Khiops: An End-to-End, Frugal AutoML and XAI Machine Learning Solution for Large, Multi-Table Databases
Marc Boullé, Nicolas Voisine, Bruno Guerraz, Carine Hue, Felipe Olmos, Vladimir Popescu, Stéphane Gouache, Stéphane Bouget, Alexis Bondu, Luc Aurelien Gauthier, Yassine Nair Benrekia, Fabrice Clérot, Vincent Lemaire
TL;DR
Khiops targets AutoML for very large, multi-table relational data by adopting a hyperparameter-free MODL Bayesian formalism to drive automatic feature construction, data preparation, and parsimonious learning, with integrated XAI. It supports multi-table schemas, text features, and end-to-end deployment via a Python interface and visualization tools, while adapting to hardware resources for scalable performance.

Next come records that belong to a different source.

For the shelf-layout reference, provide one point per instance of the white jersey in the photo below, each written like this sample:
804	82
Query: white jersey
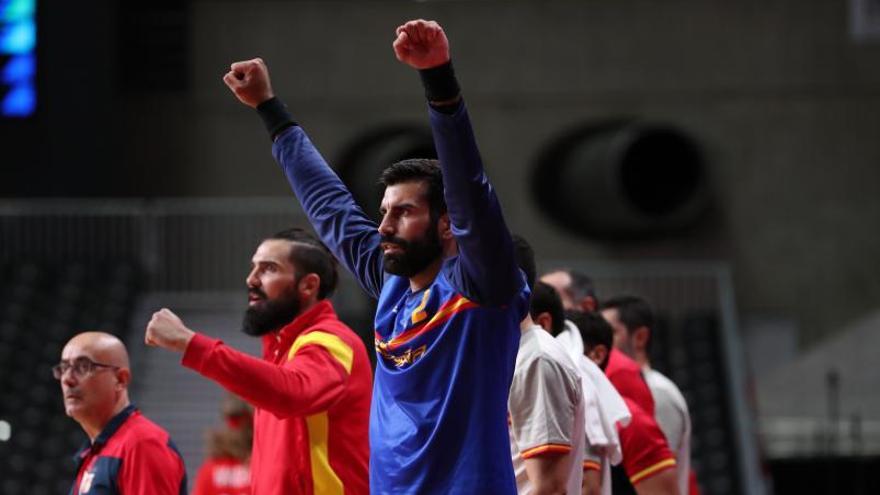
671	413
603	405
546	408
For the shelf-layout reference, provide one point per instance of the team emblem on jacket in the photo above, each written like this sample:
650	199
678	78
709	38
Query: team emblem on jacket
86	483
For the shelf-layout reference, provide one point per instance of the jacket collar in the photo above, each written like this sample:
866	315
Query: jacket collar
112	426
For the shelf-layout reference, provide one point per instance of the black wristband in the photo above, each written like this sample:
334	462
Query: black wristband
275	116
440	83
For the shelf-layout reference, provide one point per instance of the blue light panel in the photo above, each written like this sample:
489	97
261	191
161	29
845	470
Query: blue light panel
18	58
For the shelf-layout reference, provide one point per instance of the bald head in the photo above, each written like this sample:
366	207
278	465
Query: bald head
100	347
574	288
94	374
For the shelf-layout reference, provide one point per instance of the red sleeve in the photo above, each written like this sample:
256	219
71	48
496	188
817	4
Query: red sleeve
151	467
626	376
204	484
307	383
645	451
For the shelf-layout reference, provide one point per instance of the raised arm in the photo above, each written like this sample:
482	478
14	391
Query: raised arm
309	382
339	221
485	270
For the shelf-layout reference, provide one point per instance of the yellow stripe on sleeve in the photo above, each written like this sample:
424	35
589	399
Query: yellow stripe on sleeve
332	343
553	448
325	481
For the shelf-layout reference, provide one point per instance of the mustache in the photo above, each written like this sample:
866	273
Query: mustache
390	239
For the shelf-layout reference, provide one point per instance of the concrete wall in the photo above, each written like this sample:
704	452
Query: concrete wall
785	105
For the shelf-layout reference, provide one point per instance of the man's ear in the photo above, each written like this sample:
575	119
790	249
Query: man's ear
308	285
545	321
589	305
444	227
123	378
640	338
598	354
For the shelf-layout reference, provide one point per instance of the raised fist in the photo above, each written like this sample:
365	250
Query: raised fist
167	331
421	44
249	81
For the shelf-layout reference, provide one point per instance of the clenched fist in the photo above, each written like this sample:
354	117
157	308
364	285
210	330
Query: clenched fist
249	81
167	331
421	44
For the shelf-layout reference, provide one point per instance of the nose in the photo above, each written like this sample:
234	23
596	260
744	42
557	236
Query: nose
252	280
68	378
386	227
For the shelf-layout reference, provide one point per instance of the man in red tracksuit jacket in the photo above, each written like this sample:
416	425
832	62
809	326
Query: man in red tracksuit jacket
312	388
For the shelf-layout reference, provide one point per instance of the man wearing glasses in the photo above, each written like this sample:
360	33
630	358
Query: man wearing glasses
126	452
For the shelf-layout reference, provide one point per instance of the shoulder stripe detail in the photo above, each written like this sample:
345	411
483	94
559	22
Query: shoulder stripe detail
332	343
419	313
324	479
647	472
455	305
550	448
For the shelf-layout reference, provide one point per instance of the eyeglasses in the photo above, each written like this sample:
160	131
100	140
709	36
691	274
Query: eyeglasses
81	366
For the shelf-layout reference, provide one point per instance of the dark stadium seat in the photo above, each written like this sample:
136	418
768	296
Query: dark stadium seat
42	305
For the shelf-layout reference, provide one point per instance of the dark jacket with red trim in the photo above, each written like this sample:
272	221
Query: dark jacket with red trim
131	456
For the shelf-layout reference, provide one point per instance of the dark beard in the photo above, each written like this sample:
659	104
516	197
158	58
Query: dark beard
416	255
270	315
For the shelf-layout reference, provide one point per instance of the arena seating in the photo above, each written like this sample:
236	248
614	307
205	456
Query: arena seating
690	354
41	306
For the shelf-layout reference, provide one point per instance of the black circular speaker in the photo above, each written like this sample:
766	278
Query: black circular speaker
363	161
622	180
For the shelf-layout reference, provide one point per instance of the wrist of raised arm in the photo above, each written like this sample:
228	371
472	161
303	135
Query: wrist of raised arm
275	116
441	87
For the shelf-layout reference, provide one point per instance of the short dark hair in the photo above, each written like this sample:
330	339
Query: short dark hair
309	255
582	286
593	328
419	170
545	299
632	311
525	258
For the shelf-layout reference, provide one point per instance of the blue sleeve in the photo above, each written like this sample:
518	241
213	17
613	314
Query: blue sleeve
339	221
485	270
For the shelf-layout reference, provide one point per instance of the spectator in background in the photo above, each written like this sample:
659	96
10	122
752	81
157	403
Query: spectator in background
126	452
577	294
226	469
545	404
633	322
574	288
648	464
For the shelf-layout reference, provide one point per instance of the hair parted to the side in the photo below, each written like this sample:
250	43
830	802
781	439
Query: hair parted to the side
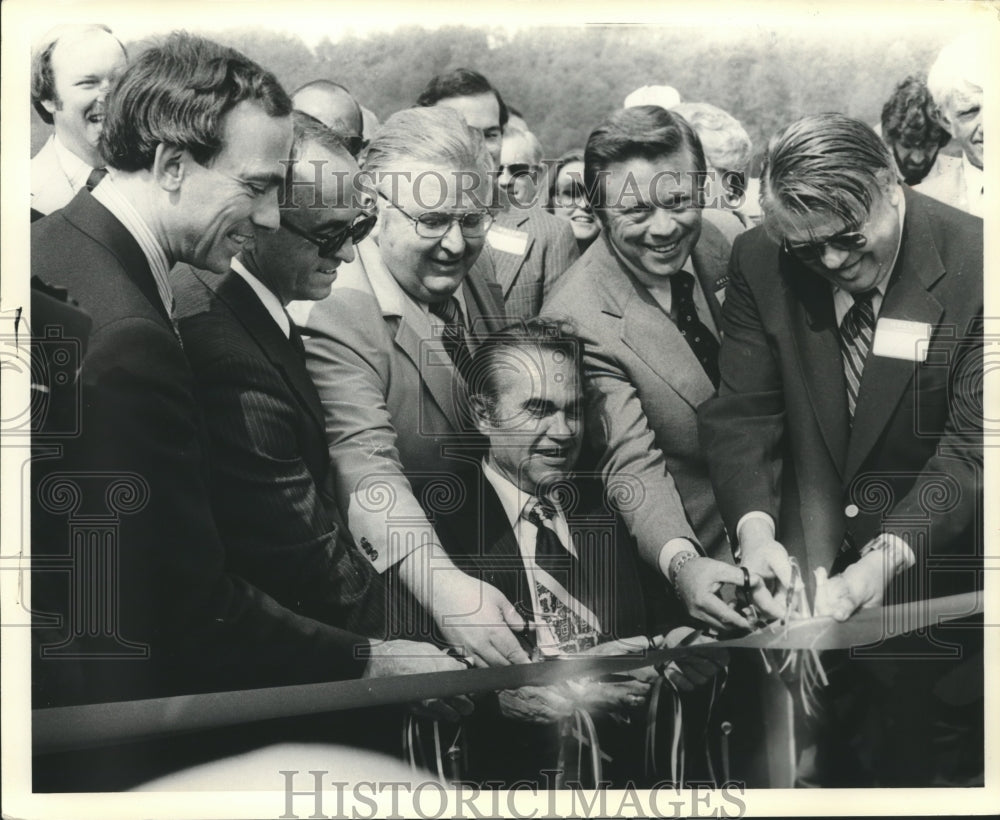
309	130
460	82
43	81
177	93
829	164
643	132
426	135
910	114
499	352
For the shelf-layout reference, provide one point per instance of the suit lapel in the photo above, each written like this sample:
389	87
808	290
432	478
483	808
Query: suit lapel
814	326
437	372
508	265
252	314
710	259
908	298
648	332
91	217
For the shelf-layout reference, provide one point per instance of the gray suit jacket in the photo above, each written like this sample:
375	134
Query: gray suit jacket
393	403
643	386
529	249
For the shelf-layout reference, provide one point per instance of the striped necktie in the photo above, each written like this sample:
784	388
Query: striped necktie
856	334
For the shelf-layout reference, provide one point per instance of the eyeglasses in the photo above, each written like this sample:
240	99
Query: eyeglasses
518	169
435	224
329	244
811	251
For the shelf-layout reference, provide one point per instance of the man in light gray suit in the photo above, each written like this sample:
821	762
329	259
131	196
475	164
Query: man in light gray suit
645	299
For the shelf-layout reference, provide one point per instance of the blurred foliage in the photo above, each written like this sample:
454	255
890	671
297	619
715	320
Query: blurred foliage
566	80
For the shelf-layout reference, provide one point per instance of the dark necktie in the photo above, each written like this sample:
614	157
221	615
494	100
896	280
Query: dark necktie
295	337
453	336
856	333
95	176
572	631
699	338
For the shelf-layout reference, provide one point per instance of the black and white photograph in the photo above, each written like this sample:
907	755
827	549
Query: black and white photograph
498	410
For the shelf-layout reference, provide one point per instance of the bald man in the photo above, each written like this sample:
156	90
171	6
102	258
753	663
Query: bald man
333	105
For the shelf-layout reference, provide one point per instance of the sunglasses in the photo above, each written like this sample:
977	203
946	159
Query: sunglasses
330	243
435	224
811	251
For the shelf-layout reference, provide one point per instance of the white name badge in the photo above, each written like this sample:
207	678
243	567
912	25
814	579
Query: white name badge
900	339
507	240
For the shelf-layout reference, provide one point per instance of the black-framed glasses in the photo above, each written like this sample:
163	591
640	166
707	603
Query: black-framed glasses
851	240
435	224
330	243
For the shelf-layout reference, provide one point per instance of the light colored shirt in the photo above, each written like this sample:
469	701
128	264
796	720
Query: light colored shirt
517	504
974	186
271	302
112	198
77	171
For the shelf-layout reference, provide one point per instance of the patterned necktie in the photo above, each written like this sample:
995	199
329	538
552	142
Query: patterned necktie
699	338
453	336
856	333
572	631
95	176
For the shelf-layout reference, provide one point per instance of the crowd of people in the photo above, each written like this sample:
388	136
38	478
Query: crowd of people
359	399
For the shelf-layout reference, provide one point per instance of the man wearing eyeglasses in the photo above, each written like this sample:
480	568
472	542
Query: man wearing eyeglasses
390	350
270	465
528	248
847	434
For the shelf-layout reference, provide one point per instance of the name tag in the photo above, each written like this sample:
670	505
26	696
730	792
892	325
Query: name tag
507	240
900	339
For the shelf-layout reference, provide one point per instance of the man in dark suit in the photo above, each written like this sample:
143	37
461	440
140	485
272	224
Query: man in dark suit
173	618
529	248
270	490
644	299
389	351
847	434
548	540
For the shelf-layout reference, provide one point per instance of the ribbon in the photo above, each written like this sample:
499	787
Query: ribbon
73	727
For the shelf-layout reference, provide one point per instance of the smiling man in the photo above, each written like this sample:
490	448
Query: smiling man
850	397
270	466
645	301
195	170
72	68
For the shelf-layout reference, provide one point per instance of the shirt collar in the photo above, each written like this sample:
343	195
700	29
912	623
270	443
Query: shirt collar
112	198
77	171
271	302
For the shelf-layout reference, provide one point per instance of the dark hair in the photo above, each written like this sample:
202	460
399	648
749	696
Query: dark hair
826	163
573	155
306	130
178	93
460	82
494	354
910	114
644	132
43	81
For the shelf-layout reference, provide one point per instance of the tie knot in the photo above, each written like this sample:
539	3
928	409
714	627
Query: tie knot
448	311
542	510
95	176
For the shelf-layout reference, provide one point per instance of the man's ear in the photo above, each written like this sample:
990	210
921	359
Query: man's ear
170	165
481	413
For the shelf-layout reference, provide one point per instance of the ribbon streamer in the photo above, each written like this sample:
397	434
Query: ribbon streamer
73	727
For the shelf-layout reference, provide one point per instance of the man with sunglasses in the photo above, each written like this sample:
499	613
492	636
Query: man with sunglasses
268	450
847	434
390	351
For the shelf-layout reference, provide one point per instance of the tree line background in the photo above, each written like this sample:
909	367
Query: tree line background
566	80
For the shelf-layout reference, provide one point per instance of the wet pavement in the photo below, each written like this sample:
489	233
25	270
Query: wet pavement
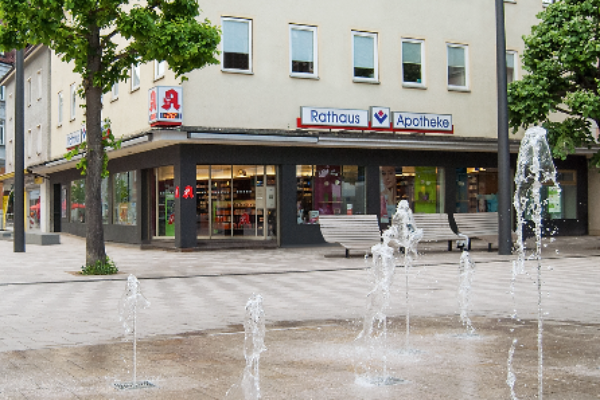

The approach demonstrates competitive accuracy with reduced feature sets and energy usage on datasets like Accident and UNSW-NB15, accompanied by Shapley-based explanations for local interpretability. The work highlights practical impact in domains such as security analytics and customer data, offering a scalable, transparent, and deployable AutoML solution for big relational data.
Abstract
Khiops is an open source machine learning tool designed for mining large multi-table databases. Khiops is based on a unique Bayesian approach that has attracted academic interest with more than 20 publications on topics such as variable selection, classification, decision trees and co-clustering. It provides a predictive measure of variable importance using discretisation models for numerical data and value clustering for categorical data. The proposed classification/regression model is a naive Bayesian classifier incorporating variable selection and weight learning. In the case of multi-table databases, it provides propositionalisation by automatically constructing aggregates. Khiops is adapted to the analysis of large databases with millions of individuals, tens of thousands of variables and hundreds of millions of records in secondary tables. It is available on many environments, both from a Python library and via a user interface.